Navvab Safavi, de son vrai nom Mudjtaba Mir-Lawhi, naît à Khanyabad, au sud de Téhéran, vers 1923-1924. Fils d’un mollah répondant au nom de Sayyid Djavad Mir-Lawhi, il grandit dans une famille très religieuse qui revendique une ascendance alide. Comme beaucoup de clercs, le père de Mudjtaba a combattu avec vigueur la politique de la laïcisation décidée par le général Reza Pahlavi, qui a accédé au pouvoir grâce à un coup d’état le 20 février 1921 avant de se faire couronner empereur cinq ans plus tard. Djavad Mir-Lawhi fera d’ailleurs près de trois années de prison pour avoir oser gifler le ministre de la Justice, Ali Akbar Davar, qui avait été l’un des principaux artisans de cette politique.
Djavad Mir-Lawhi meurt peu de temps après sa libération et le jeune Mudjtaba est alors pris en charge par son oncle maternel, le juge Sayyid Mahmud Navvab Safavi. Grâce à l’appui de ce dernier, il va pouvoir poursuivre de solides études, d’abord à l’école Hakim Nezami, puis à « l’Institut Technique Allemand » (Madrasa ye San’ati). En 1943, il quitte Téhéran pour rejoindre Abadan où il a trouvé à s’employer au sein de l’Anglo-Iranian Oil Company, la compagnie anglo-iranienne qui exploite les gisements pétroliers du pays.
A peine six mois après son arrivée cependant, il se retrouve impliqué dans une grève menée par des ouvriers qui protestaient contre le comportement de l’un de leurs contremaîtres britanniques. Afin d’éviter d’être arrêté, Mudjtaba prend un bateau et gagne secrètement l’Irak. Il s’installe alors à Nadjaf, la « ville sainte » du shi’isme duodécimain, où il va vendre des parfums et travailler comme charpentier tout en étudiant la religion pendant environ une année. Il est finalement de retour à Téhéran à la fin de l’année 1944.
L’éducation que lui a inculqué son père, les persécutions que ce dernier à subies, sa propre expérience de la répression et les rencontres qu’il a faites à Nadjaf, tout cela a manifestement conforté le jeune homme exalté qu’est Mudjtaba dans sa vision pessimiste de la société et de l’Etat iranien. Il estime qu’ils ont besoin d’être tous les deux purifiés et réformés en profondeur et qu’ils doivent retourner vers leurs valeurs religieuses ancestrales au lieu d’imiter vainement l’Occident. Pour illustrer sa pensée, Sayyid Mudjtaba décide de prendre le nom de famille de sa mère et de se faire appeler « Navvab Safavi », « l’Envoyé des Safavides », du nom de cette dynastie qui avait fait du shi’isme la religion de l’Etat iranien au début du 16ème siècle.

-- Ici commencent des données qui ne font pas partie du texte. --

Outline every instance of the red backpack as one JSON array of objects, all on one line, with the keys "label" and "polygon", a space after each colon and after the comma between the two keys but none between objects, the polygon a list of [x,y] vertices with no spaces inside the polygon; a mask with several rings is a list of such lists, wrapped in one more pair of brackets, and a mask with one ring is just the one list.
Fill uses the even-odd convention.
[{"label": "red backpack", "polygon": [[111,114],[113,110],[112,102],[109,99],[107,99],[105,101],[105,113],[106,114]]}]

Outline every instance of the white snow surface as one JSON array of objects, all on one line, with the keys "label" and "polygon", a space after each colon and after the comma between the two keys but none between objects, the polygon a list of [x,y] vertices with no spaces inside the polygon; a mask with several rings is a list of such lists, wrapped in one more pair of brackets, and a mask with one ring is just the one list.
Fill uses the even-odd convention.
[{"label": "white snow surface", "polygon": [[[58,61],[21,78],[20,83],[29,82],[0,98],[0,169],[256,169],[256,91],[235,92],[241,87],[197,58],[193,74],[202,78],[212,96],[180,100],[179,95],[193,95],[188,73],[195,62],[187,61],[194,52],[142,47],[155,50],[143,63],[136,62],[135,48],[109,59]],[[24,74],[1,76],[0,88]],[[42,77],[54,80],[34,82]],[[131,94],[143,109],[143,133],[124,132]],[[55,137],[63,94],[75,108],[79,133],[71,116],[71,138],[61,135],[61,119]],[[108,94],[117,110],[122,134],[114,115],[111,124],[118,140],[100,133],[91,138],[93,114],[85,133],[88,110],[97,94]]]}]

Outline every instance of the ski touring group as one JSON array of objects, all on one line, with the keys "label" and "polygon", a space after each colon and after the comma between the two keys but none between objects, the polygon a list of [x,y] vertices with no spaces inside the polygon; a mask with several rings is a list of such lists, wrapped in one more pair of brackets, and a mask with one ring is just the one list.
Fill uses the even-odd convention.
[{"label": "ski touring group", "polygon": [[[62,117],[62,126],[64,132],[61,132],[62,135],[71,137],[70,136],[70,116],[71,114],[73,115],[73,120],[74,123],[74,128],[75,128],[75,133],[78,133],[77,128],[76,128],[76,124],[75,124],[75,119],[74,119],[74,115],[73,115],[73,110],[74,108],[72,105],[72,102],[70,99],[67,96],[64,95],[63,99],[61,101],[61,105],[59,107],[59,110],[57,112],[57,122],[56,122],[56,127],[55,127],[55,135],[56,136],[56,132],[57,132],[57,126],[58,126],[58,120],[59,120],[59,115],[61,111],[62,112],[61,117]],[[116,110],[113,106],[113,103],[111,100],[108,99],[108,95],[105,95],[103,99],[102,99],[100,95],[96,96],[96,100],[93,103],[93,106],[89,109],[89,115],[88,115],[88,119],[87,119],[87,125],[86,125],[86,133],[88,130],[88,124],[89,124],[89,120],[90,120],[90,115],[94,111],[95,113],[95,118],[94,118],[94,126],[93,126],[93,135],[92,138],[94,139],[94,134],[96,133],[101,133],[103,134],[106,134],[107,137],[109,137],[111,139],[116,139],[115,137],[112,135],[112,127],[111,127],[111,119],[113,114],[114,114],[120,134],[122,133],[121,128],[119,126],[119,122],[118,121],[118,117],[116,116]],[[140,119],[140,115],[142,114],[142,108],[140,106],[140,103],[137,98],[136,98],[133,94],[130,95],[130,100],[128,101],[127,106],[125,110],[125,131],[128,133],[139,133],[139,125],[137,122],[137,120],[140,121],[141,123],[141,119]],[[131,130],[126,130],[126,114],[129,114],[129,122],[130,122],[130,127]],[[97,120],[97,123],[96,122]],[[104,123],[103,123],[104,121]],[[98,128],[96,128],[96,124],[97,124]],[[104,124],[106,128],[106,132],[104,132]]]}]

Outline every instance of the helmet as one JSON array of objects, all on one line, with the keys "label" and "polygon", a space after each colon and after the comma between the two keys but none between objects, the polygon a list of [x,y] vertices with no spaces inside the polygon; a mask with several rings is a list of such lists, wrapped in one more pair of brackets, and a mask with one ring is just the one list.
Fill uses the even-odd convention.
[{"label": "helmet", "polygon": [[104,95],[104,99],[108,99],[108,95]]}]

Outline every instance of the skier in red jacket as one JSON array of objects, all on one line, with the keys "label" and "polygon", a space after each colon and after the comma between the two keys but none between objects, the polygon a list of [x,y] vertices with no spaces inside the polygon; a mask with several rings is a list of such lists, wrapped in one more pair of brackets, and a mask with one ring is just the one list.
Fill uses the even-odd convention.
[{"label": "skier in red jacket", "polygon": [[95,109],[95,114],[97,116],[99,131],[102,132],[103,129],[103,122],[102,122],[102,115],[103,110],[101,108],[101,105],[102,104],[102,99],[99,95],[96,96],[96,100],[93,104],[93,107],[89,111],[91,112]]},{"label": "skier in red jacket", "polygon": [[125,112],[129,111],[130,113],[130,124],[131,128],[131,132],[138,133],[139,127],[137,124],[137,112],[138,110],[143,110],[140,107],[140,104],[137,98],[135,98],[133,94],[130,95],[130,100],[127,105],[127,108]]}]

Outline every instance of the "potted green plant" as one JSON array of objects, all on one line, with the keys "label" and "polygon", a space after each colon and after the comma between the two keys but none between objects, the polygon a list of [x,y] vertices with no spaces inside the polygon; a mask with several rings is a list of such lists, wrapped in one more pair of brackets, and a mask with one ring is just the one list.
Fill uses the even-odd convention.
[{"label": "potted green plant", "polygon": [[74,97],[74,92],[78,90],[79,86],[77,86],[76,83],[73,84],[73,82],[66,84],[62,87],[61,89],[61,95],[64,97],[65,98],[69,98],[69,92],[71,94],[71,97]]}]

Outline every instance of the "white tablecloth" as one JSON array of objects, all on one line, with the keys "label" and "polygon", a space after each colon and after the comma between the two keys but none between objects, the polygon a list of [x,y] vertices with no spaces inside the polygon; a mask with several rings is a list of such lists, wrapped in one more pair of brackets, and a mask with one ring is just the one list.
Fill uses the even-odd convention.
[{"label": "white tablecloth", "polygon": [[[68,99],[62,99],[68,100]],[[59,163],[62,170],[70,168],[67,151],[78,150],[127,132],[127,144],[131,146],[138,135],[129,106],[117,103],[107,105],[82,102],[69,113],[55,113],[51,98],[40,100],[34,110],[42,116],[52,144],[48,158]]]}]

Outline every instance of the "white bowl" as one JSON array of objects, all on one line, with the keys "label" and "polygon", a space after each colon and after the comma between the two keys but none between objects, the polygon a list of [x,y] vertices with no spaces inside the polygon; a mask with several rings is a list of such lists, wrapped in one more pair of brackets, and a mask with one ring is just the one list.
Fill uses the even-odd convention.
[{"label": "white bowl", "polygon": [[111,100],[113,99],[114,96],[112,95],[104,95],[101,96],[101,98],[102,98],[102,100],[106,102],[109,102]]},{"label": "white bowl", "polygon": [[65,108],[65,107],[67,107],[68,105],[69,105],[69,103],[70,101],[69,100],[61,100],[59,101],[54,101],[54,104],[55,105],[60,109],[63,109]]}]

Informé des propos et des écrits du penseur réformiste Ahmad Kasravi, qui défend ouvertement une réécriture de la tradition religieuse islamique et qui n’hésite pas à moquer certaines idées et pratiques du clergé shi’ite, Navvab Safavi se met en tête de le châtier d’autant plus durement que la rumeur (fausse) s’est répandue que Kasravi se présentait comme un nouveau prophète et faisait brûler les livres saints du shi’isme lors de véritables autodafés. Le 14 mai 1945, Navvab Safavi échoue dans sa tentative d’assassinat de Kasravi, car il est appréhendé juste avant d’avoir pu passer à l’acte. Lorsqu’il est finalement remis en liberté au bout de deux mois, il constate qu’il a désormais acquis une certaine célébrité.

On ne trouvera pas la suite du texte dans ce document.